Bronzed Panties

Bronzed panties may sound like some virgin’s way of memorializing his first lay — the way moms bronze baby booties — but it’s not.

Elizabeth M. Stephens & Annie Sprinkle, the Love Art Laboratory, gathered pairs of panties from various well-known porn stars and academics and bronzed them (using the ancient lost wax process), then juxtaposed them together, with the name identifying the original wearers.

Porn stars and academics are both in the forefront of thought and practice around issues such as sexuality, and identity politics. In the academic world the brightest intellectuals are fetishized in a manner that bears certain similarities to the ways in which porn fans adore their stars. Both are sexy, powerful and compelling. Included are the bronzed panties of Vanessa Del Rio, Ron Jeremy, Kate Bornstein, Carla Freccero, Ph.D., and Erica Rand, Ph.D..

This work is homage and a wink to the bravery and chutzpah of porn stars and adventurous academics, be it in the classroom or on the silver screen and who have changed the ways others see the world.

Erica Rand collaborated with Stephens for Formula of Desire, an exhibition of several pairs of panties. Each bronzed panty was encased in a vitrine. Each vitrine was etched with text describing an accomplishment or activity of the original owner. Erica wrote text describing certain kinds of desire.

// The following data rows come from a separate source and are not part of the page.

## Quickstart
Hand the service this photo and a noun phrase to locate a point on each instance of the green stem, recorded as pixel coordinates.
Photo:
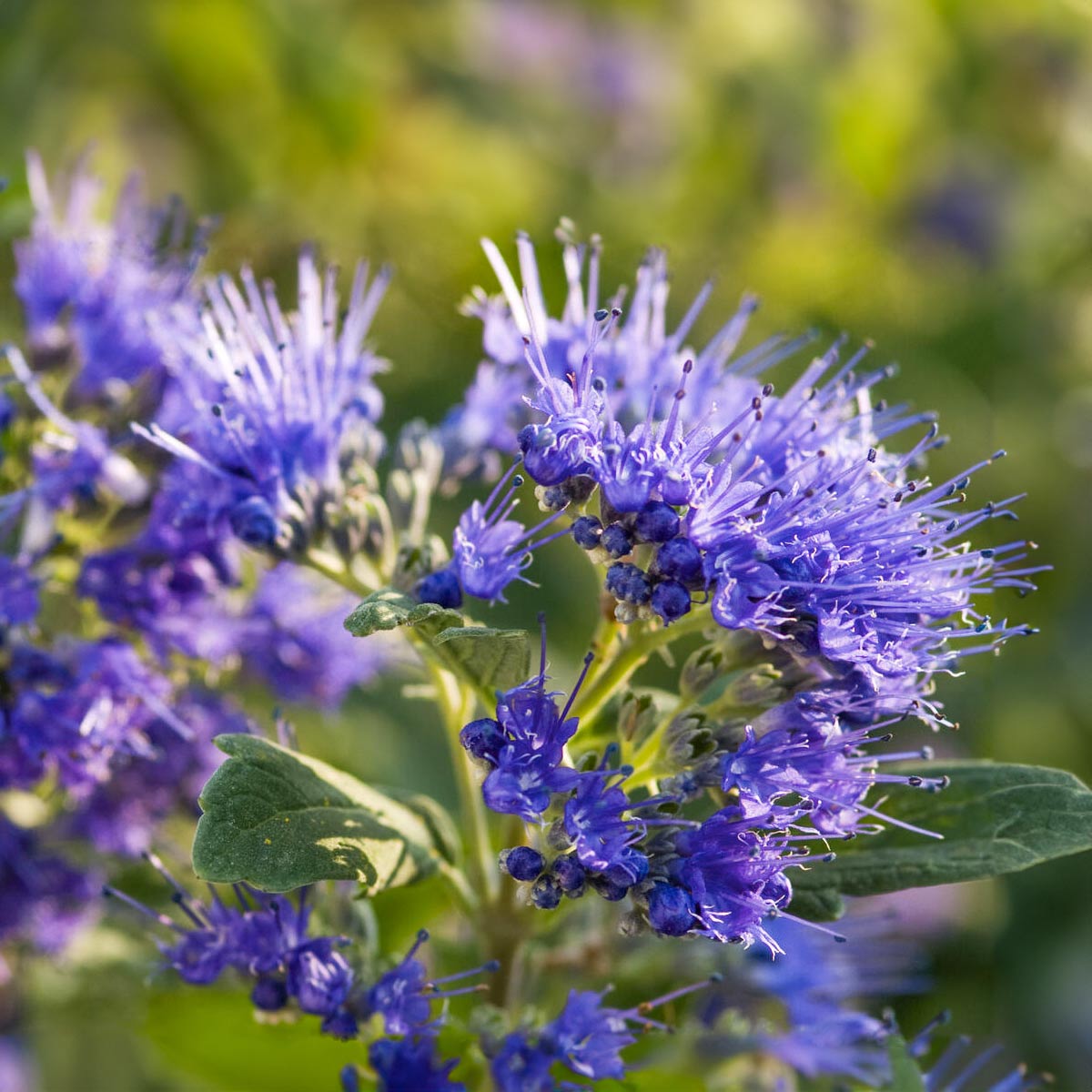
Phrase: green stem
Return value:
(456, 704)
(617, 670)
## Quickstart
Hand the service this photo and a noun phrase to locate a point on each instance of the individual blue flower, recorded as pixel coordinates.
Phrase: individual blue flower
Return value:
(962, 1069)
(828, 768)
(587, 1037)
(169, 583)
(490, 551)
(265, 937)
(79, 458)
(590, 1036)
(814, 976)
(118, 289)
(282, 410)
(527, 769)
(320, 980)
(404, 995)
(600, 820)
(841, 1044)
(412, 1065)
(520, 1065)
(733, 865)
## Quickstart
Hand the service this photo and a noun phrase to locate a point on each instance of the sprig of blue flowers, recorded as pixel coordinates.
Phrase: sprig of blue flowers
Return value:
(202, 470)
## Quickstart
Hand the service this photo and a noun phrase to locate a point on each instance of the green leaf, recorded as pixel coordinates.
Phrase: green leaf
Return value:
(905, 1075)
(490, 659)
(822, 905)
(278, 820)
(435, 816)
(389, 610)
(995, 818)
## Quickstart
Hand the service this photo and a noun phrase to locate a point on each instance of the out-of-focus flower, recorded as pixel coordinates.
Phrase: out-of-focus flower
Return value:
(117, 290)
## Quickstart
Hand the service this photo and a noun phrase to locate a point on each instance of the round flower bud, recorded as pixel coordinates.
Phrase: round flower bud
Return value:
(671, 600)
(617, 541)
(671, 910)
(680, 560)
(483, 738)
(522, 863)
(440, 588)
(587, 532)
(656, 522)
(255, 522)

This text floated on the wall above the piece:

She’s my type; they’ve got chemistry; gf seeks sm; roses, candlelight, lingerie. A butch 8 = 6 + a tool belt or a femme top = a tranny 5. Formulas of desire are mathematical and liquid. In there and out there. Hardwire and feather boa. Luscious products. Sexual economy. Bronze my panties and I’ll fill your vitrines.

Formula of Desire: Academic/Porn Star Panties, was exhibited at the Bates Museum of Art, and this is part of the catalog text:

She’s my type; they’ve got chemistry; gf seeks sm; roses, candlelight, lingerie. Formulas of desire may seem mathematical (a butch 8=6 + a tool belt or a tranny 5) or liquid (ditto). Their ingredients may be transparent or opaque, material or intangible, glittery or dark, unalterably hardwired or feather-boa malleable. They may be some, none, or all of the above. They may be experienced as internal even as they are fanned, indeed sometimes produced, among luscious products—material products, products of interpretation, products of interaction.

Formulas of teaching, writing, and making are equally perverse. Myths of creation meet structures of recognition at the fraudulent solo. Group projects meet the gpa. Lonely cultural producers meet the lie of it. We lock ourselves up to write a book, make art —close our office doors, barter self-absorption for extravagant attention later on. But even in there we’re out there: working from, for, with readers, activists, artists.

Collaborations make visible, central, and better that non-solo core of process. They are formulas of practice that can be as hot, as difficult, as fabulous as any other sparked meetings. Bronze my panties and I’ll fill your pink boxes. Nothing could be more simple. Or less so.

I’m just going to be silent for a few moments to honor all of this.